Жизнь Эрнста Шаталова

Амлинский Владимир Ильич

Опубликовано в журнале «Юность» № 12 (163), 1968

Рисунки М. Лисогорского.

1

Подымаюсь по лестнице крепкого, довоенного московского дома, звоню в дверь, где живет Эрнст Шаталов. Звоню и жду, а на душе предчувствие тяжкого и, может быть, бесполезного свидания и разговора. Тишина. Никакого движения там, в квартире, за дверью. Жду, не ухожу, потому что знаю: хозяин всегда дома...

Наконец резковатый голос спрашивает: «Кто?» Отвечаю, и дверь открывается сама. Вхожу в сумрачную по-вечернему квартиру, тот же голос говорит: «Раздевайтесь, пожалуйста». И кажется, что это не человек, а какой-то прибор, который сам открыл дверь и теперь велит раздеваться и указывает, куда идти. Я раздеваюсь, иду неловко, жестко, скрипя половицами в тихой, безжизненной квартире. Вхожу в комнату, слегка зашторенную, чистую, небольшую. И вижу человека...

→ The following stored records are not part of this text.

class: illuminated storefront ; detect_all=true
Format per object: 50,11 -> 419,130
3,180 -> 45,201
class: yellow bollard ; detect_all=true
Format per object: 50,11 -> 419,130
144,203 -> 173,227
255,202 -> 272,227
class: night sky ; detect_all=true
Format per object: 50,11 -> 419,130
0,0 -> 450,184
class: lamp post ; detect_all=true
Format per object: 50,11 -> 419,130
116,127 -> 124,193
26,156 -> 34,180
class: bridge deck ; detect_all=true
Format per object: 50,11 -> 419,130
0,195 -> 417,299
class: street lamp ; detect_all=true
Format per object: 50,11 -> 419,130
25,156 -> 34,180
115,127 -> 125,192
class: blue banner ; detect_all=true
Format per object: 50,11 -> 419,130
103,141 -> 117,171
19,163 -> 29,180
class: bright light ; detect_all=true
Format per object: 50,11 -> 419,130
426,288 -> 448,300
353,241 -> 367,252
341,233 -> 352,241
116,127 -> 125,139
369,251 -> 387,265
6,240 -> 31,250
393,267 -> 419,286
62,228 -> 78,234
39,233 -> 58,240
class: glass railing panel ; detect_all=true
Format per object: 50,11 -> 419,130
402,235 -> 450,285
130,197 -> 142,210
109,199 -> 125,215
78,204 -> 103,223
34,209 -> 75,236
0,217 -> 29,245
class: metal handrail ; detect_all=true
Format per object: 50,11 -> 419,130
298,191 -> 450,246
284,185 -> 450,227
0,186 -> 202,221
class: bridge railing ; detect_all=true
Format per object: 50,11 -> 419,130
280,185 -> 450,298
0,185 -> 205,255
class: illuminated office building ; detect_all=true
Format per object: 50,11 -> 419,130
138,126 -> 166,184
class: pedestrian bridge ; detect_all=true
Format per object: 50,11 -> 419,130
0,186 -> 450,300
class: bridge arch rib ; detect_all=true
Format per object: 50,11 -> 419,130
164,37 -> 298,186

— Садитесь, пожалуйста, — сказал он, торопясь и как бы смущаясь. — Пусть вас не стесняет... Вот это кресло придвиньте сюда. Знаете, некоторые, когда приходят ко мне, чувствуют себя не в своей тарелке... Их, видно, травмирует мое состояние. А меня уже мое состояние не травмирует. Я привык, а они не привыкли... — Так говорил этот человек, торопливо, нервно, резким, сильным голосом, который я уже знал и к которому еще не привык.

— И, знаете, по первому шагу, по первому звуку уже чувствую, что они думают обо мне, и даже знаю, придут еще или нет.

Он был один — странный хозяин этой квартиры.

2

Сейчас я поделюсь наблюдением, возникшим в первый день и укрепившимся во все дальнейшее время нашего знакомства. Это о том, как разговаривает Эрнст. Говорил он с паузами. То прилив, то отлив. То возбуждение, острый, почти физически мною ощутимый, как при гипнозе, контакт с мгновенной реакцией не только на мою фразу, но, кажется, на самое ее зарождение, на мысль, которую она вот-вот должна оформить. Правда, я не преувеличиваю... Локатор какой-то был в этом человеке... Пульсация тока, нервного излучения становилась столь явственной — возможно, оттого, что нервы были обнаженными проводами.

Но наступали вдруг глухие паузы. Спады. Все обрывалось на полуслове, он уходил, угасал... Паузы эти были разные. То просто усталость, и тогда он лежал тихо, покойно, с прикрытыми веками, как бы остудив, заморозив на мгновение слово и мысль, перегорающую от переизбытка, от непосильного напряжения. То, вспомнив о чем-то или ощутив вдруг бездну, о которой я мог лишь догадываться, он замыкался холодно, безучастно, иногда, как мне казалось, враждебно. И почти всегда в эти минуты, после очередного спада, он начинал говорить вяло, с огромным усилием, глаза его не сразу обретали блеск, живость. Казалось, шла внутренняя борьба, что-то болезненно и сокрушительно сталкивалось в нем, какой-то мускул характера напрягался и сжимал ядрышко раздражения, сжимал и раздавливал, как щипцы орех; ядрышко, а может быть, маленькая опухоль не определяла его настроение, он умел подавить, загнать это внутрь, а отчего это проявлялось, порой было так понятно, так удивительно понятно.

И были еще другого рода паузы, когда он неразборчиво бормотал что-то, как бы слегка, вполголоса напевая...

Я поначалу пугался. Мне порой чудилась какая-то психическая аномалия. Только потом я понял, что просто он бормотал строчку из стихов или напевал вдруг один ритм какой-то вспомнившейся ему мелодии. И если стихи он читал почти шепотом, неразборчиво, неясно, то такт мелодии он воспроизводил с удивительной музыкальностью и точностью. Так однажды из этой голосовой невнятицы, похожей на шорох настраиваемого приемника, прозвучали несколько тактов из фильма «Восемь с половиной».